Sterling K. Brown – “American Crime Story: The People vs. OJ Simpson” (FX)
Nominated twice (for this and “This Is Us”), this is the much better performance of the two. As I stated in my comment regarding Sarah Paulson, “The People vs. OJ” made the Edelman documentary, “Made In America”, more robust, somehow. But without Paulson and Brown, “ACS” would’ve seemed more frivolous – sordid, even. But he takes what we saw at that time as the bizarre behavior of Chris Darden, and fills it with real emotion and real intention. It’s an outstanding performance…and, if not for Cranston, Brown would get my vote.
Bryan Cranston – “All the Way” (HBO) (HE GETS MY VOTE)
Reprising the role he created on Broadway, Cranston’s performance of LBJ is folksy, paranoid, blistering and (somehow) lovable. It’s one of the best television performances of the year and rightfully deserving of our votes. Do yourselves a favor and give HBO two hours of your time to view this masterful film.
John Turturro – “The Night Of” (HBO)
A master class in earnest self-deprecation, Turturro’s performance in “Night Of” is brilliant. Maybe not since “Miller’s Crossing” has he created a personage this captivating. It’s not often one describes an entire character as a car wreck one can’t turn away from, but that’s what he’s accomplished. The show, which is fantastic, would have suffered deeply without him (and, as the role was originally written for James Gandolfini, that’s saying something). Would not be upset in the least if he walked away with the statuette!
Courtney B. Vance – “American Crime Story: The People vs. OJ Simpson” (FX)

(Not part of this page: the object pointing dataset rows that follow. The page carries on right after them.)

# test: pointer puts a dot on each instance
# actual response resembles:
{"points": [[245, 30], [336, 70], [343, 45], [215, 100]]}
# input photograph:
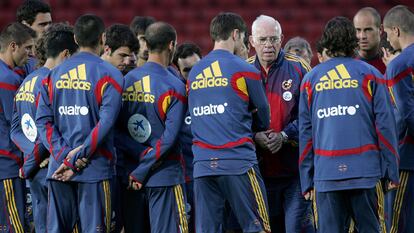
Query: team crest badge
{"points": [[287, 84], [287, 96], [139, 128], [29, 127]]}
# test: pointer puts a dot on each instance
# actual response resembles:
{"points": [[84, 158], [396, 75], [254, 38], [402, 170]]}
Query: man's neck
{"points": [[227, 45], [159, 58], [95, 51], [141, 62], [50, 63], [7, 58], [369, 54], [406, 41]]}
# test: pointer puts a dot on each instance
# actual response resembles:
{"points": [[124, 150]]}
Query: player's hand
{"points": [[309, 195], [388, 56], [275, 142], [21, 173], [44, 163], [73, 152], [392, 186], [134, 185], [63, 173], [261, 138], [82, 163]]}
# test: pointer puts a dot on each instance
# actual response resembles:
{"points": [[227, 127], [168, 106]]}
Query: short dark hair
{"points": [[224, 23], [88, 30], [140, 23], [339, 37], [185, 50], [402, 17], [119, 35], [17, 32], [29, 9], [158, 35], [299, 44], [374, 13]]}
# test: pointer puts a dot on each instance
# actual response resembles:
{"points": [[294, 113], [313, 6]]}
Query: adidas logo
{"points": [[336, 79], [210, 77], [74, 79], [140, 91], [26, 91]]}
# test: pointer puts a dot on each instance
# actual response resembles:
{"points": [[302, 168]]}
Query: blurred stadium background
{"points": [[191, 18]]}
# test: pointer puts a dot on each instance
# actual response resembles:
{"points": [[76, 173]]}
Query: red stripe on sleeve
{"points": [[400, 76], [95, 134], [224, 146], [101, 83], [8, 86], [344, 152], [308, 147]]}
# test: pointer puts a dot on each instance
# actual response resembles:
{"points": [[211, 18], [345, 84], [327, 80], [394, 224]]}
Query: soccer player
{"points": [[399, 26], [15, 46], [35, 14], [154, 105], [367, 22], [58, 44], [223, 90], [277, 145], [138, 25], [347, 136], [186, 56], [300, 47], [78, 106], [120, 44]]}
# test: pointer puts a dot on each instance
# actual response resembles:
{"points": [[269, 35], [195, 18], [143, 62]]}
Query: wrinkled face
{"points": [[242, 51], [41, 23], [392, 37], [303, 53], [185, 64], [143, 49], [120, 58], [369, 35], [20, 53], [266, 41]]}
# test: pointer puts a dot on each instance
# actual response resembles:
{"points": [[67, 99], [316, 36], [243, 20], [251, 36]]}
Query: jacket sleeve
{"points": [[110, 104], [173, 120], [402, 85], [33, 160], [258, 100], [17, 135], [306, 166], [48, 132], [386, 129]]}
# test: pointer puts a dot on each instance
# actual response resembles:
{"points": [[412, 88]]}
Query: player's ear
{"points": [[103, 39], [107, 50], [235, 35], [13, 46]]}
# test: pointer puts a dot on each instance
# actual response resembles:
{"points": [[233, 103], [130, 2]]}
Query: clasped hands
{"points": [[269, 140]]}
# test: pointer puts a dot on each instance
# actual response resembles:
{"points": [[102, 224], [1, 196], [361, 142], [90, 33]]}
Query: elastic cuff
{"points": [[68, 164]]}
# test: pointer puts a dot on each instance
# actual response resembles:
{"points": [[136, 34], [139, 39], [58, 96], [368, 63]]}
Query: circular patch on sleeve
{"points": [[29, 127], [139, 128], [287, 96]]}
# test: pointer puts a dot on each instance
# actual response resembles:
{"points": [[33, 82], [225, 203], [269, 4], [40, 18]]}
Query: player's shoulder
{"points": [[294, 59]]}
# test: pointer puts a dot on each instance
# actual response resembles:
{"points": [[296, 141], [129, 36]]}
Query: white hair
{"points": [[266, 19]]}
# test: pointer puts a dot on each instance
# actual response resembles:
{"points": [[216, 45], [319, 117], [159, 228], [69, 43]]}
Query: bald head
{"points": [[400, 16], [159, 35], [268, 22], [369, 12], [266, 39]]}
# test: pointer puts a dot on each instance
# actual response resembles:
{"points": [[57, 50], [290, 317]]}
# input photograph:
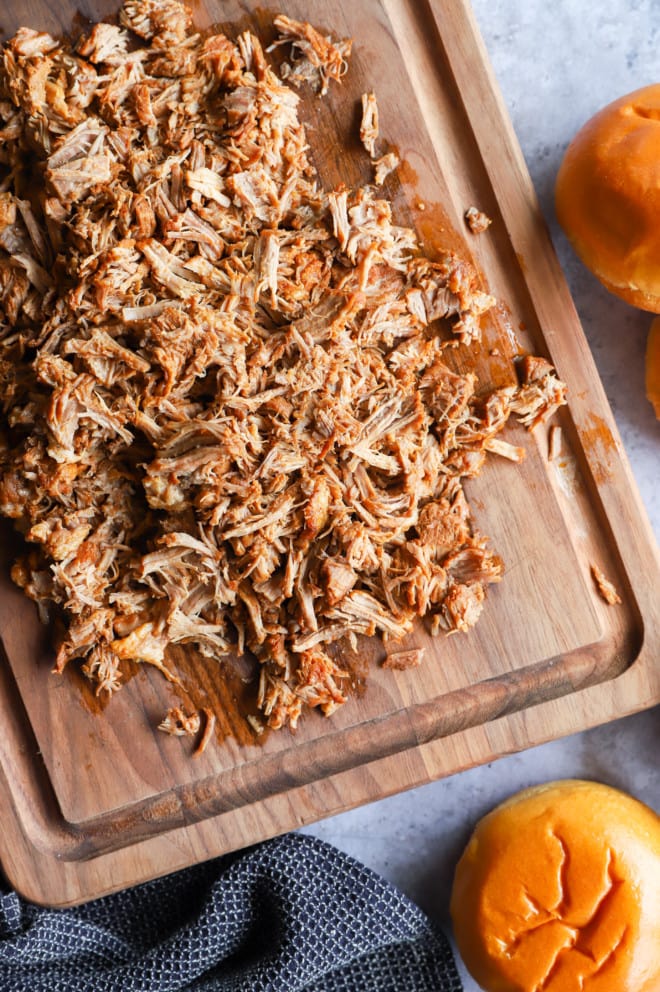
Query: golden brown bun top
{"points": [[608, 196], [559, 890]]}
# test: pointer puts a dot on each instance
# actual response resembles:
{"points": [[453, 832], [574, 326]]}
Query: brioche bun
{"points": [[607, 197], [559, 890]]}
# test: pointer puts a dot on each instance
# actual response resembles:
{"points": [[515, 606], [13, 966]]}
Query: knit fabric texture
{"points": [[290, 914]]}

Here’s the problem for Vance (and most of the cast outside of Paulson and Brown)…he does an admirable (three-dimensional) impersonation of the ridiculously charismatic Johnnie Cochran. That’s not a slight. It’s just a fact. Paulson and Brown, on the other hand, seem to have created characters out of whole cloth…making their performances deeper and more honest somehow. Doesn’t mean Vance won’t win…just means I don’t think he’ll have been as deserving as Turturro, Brown or Cranston, if he does.